Thing is, amid all this ridiculous fighting, there appear to be some actual conflicts--of interest. Read sits on the board of directors of Arrow Financial Corporation, a company that owns a bunch of North Country businesses, including Glens Falls National Bank. The mayor is paid quite handsomely for this, according to Bloomberg.


And Glens Falls has a contract with the city that predates Read, but continues to this day, in which the bank is paid to hold city receipts in a lockbox. Once a month, the payment, usually around $1,500 to $2,000 a month, shows up on the city website, like so:



Of note? Bill Owens also serves on the Arrow Financial Board of Directors. Owens, like Colin Read, is now making money off the city and Arrow simultaneously, while Arrow has ongoing business with the city. Certainly, in small towns, people wear multiple hats. But New York State law explicitly states that government officials such as Read must disclose when those hats come into contact with each other and could influence the public's business.
With certain limited exceptions, if you or your spouse has, will have, or later acquires an interest in a contract with your municipality, you must disclose the nature and extent of that interest in writing. You must make the disclosure as soon as you become aware of the actual or prospective interest. The disclosure must be made publicly, to your immediate supervisor and to the governing body of the municipality, which must include the disclosure in the official record of its proceedings.
I did a FOIL request a couple of weeks ago to see if the city had any documentation of Read revealing these or other potential conflicts of interest. The city clerk responded that no such documentation exists.

Let's review:
-Read, scourge of those who sit on the back of garbage trucks, is paid $50,000 to sit on the board of a company that does banking business with the city.
-Read just hired an attorney to fight what looks like a quixotic legal battle, and that attorney is also paid to sit on the board of the same banking company.
-The mayor has not revealed how much the city is paying this attorney, who claims his lawyering on the quixotic case could go on for years.
-In fact, the mayor has not revealed any of this, even though, likely by law, and definitely by any ethical standard of public transparency, he should reveal it all, and probably step down from the Arrow Board, if he actually wants to build trust with his constituents and the council.
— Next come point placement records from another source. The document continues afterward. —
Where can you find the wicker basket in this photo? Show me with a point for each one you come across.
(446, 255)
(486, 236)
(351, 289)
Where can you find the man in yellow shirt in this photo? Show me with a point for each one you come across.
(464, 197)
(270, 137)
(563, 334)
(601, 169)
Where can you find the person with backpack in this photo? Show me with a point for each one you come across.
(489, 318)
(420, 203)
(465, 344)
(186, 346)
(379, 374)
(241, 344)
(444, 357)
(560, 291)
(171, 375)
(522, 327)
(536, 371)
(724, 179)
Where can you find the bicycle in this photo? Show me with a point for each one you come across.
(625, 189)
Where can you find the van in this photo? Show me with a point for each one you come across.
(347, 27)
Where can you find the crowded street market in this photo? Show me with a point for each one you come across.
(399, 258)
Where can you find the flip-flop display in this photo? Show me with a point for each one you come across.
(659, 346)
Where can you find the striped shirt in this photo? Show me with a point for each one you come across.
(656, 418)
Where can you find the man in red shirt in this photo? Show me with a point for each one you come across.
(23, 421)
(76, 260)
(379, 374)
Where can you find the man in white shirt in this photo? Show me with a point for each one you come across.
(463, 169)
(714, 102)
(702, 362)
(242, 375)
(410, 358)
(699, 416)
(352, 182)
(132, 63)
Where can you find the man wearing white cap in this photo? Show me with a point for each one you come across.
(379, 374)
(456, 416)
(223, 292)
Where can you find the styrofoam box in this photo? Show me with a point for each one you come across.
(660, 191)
Because the situation, to borrow the mayor's own hot-mic phrase, "stinks to high heaven."

No doubt the mayor is conflicted about it.
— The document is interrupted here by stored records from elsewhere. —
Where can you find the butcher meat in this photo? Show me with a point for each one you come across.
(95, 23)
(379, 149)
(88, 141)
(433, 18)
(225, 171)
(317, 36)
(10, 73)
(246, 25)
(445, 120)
Wednesday, January 10, 2018

"Garbage guys" and efficiency

"That guy sitting on the back of a garbage truck--is he getting more productive? Probably not..." Colin Read, Mayor Plattsburgh, Dec. 15, 2017
In that infamous hot mic video (the money quote is around 9:35 on the link), the mayor and Councilor Mike Kelly muse all intellectual-like on whether public workers, with their cost of living increases and unions and junk, are really as "efficient" as their private-sector brethren, and whether labor without optimal financial efficiency is "sustainable."

Propublica.com produced some data points on that one last week.
In New York City overall, private sanitation trucks killed seven people in 2017. By contrast, city municipal sanitation trucks haven’t caused a fatality since 2014.
Pedestrians aren’t the only casualties, and Action isn’t the only company involved in fatalities. Waste and recycling work is the fifth most fatal job in America — far more deadly than serving as a police officer or a firefighter. 
So, yes, the private sector in this case is far more efficient, if your metric is killing cyclists, pedestrians and workers. Defining sustainability depends on what you actually want to sustain: your money, or someone else's life.